The results are demonstrable. In benchmark tests published in September for the MLPerf test suite for neural net inference, OctoML had a top score for inference performance for the venerable ResNet image recognition algorithm in terms of images processed per second.

The OctoML service has been in a pre-release, early access state since December of last year.

To advance its platform strategy, OctoML earlier this month announced it had received $85 million in a Series C round of funding from hedge fund Tiger Global Management, along with existing investors Addition, Madrona Venture Group and Amplify Partners. The round of funding brings OctoML’s total funding to $132 million. 

The funding is part of OctoML’s effort to spread the influence of Apache TVM to more and more AI hardware. Also this month, OctoML announced a partnership with ARM Ltd., the U.K. company that is in the process of being bought by AI chip powerhouse Nvidia. That follows partnerships announced previously with Advanced Micro Devices and Qualcomm. Nvidia is also working with OctoML.

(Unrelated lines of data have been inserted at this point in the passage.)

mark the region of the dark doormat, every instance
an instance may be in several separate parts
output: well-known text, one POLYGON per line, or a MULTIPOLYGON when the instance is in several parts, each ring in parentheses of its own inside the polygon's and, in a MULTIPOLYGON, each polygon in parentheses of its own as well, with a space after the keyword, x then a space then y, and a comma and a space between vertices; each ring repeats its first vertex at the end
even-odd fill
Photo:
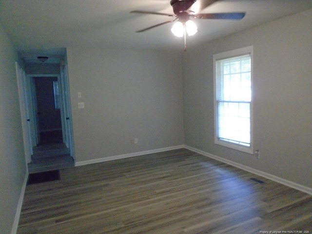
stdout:
POLYGON ((29 184, 39 184, 44 182, 53 181, 54 180, 59 180, 59 170, 58 170, 39 172, 29 175, 27 185, 29 184))

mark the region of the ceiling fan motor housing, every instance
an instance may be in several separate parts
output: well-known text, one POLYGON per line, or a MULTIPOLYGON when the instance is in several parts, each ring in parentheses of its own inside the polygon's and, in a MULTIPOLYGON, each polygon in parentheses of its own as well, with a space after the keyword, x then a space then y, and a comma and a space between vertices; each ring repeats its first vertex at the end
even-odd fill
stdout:
POLYGON ((178 15, 186 12, 195 1, 196 0, 171 0, 170 4, 172 6, 174 13, 178 15))

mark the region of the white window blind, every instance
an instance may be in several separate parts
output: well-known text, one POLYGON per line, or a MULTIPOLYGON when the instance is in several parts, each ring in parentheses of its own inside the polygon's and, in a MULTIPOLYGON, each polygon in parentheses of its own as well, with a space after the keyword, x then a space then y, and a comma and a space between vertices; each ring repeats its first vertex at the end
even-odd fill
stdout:
POLYGON ((252 63, 250 54, 215 59, 216 143, 251 148, 252 63))

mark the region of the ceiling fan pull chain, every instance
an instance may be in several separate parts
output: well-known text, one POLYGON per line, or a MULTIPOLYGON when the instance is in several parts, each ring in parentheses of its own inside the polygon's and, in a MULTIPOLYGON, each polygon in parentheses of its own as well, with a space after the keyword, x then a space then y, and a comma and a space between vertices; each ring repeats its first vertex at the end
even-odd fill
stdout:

The ARM partnership is expected to spread use of OctoML’s service to the licensees of the ARM CPU core, which dominates mobile phones, networking and the Internet of Things.

The feedback loop will probably lead to other changes besides design of neural nets. It may affect more broadly how ML is commercial deployed, which is, after all, the whole point of MLOps.

As optimization via TVM spreads, the technology could dramatically increase portability in ML serving, Ceze predicts. 

Because the cloud offers all kinds of trade-offs with all kinds of hardware offerings, being able to optimize on the fly for different hardware targets ultimately means being able to move more nimbly from one target to another.

“Essentially, being able to squeeze more performance out of any hardware target in the cloud is useful because it gives more target flexibility,” is how Ceze described it. “Being able to optimize automatically gives portability, and portability gives choice.”

That includes running on any available hardware in a cloud configuration, but also choosing the hardware that happens to be cheaper for the same SLAs, such as latency, throughput and cost in dollars. 

With two machines that have equal latency on ResNet, for example, “you’ll always take the highest throughput per dollar,” the machine that’s more economical. “As long as I hit the SLAs, I want to run it as cheaply as possible.”